I don't think ESPN can have it both ways (as I suspect will soon become explicitly apparent).
What I think is really going on, and is also in part what the Goodell controversy is about, is whether we need the middlemen between talented people and their audience.
Lipsyte also wrote:
This is immediately tricky because Simmons sometimes acts like a journalist, or at least seems to want to be taken seriously. If he were starring on BillSimmons.com or his own version of Jon Stewart’s “Daily Show,” that split personality might work. But the site is owned by ESPN, and house rules always apply. If you call a subject a liar on ESPN, you better have definitive proof.
The audience loves Simmons just the way he seems to be -- unfettered and willing to speak his version of truth to power. But Simmons is speaking from a somewhat protected place. It’s a little like being at home and shouting out the window.This elides the fact that Simmons built his audience and craft on his own (and likely could do so again).
As a rising son in ESPN’s booming growth this past decade, Simmons was allowed to find the reach of his talents by testing the boundaries of his gilded cage.
Now, I think the ESPN-Simmons partnership has been and continues to be beneficial to Simmons. It's unlikely he would be producing documentaries, sitting in the studio for NBA broadcasts, promoting his favorite directors and writers, or (ahem) hosting podcasts without the support of the ESPN empire.
Likewise, it's obvious the NFL owners (of which Goodell is a figurehead and proxy) provides substantial infrastructure for the athletes to showcase their talents. But how necessary are they, really? And is it possible that in some cases (Donald Sterling being an obvious example) they do more harm than good?

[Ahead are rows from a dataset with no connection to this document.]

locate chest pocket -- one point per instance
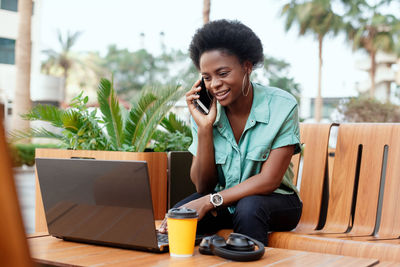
(258, 153)
(220, 158)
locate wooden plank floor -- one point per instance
(50, 250)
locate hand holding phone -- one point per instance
(203, 103)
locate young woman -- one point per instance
(242, 148)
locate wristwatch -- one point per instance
(216, 199)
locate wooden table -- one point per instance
(53, 251)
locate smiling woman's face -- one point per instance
(223, 75)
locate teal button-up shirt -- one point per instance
(272, 123)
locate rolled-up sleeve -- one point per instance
(193, 147)
(289, 133)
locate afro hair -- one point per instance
(232, 37)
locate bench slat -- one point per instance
(314, 138)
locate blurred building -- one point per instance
(44, 89)
(387, 76)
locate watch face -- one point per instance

Are we moving toward a world where talented people like Simmons and LeBron James can showcase their talents free from these "middle-aged racist white guys in suits?"
What I think we saw is ESPN's last grasp at saying, "No." We;ll see if they're right.
* Simmons's sanctimony about player safety (another of his anti-Goodell hobbyhorses) is undermined by his treatment of PED use as a handy weapon in friendly disputes with fans of rival teams (yeah, the Yankees beat the Red Sox, but half of them are cheaters!) rather than a serious issue of player safety.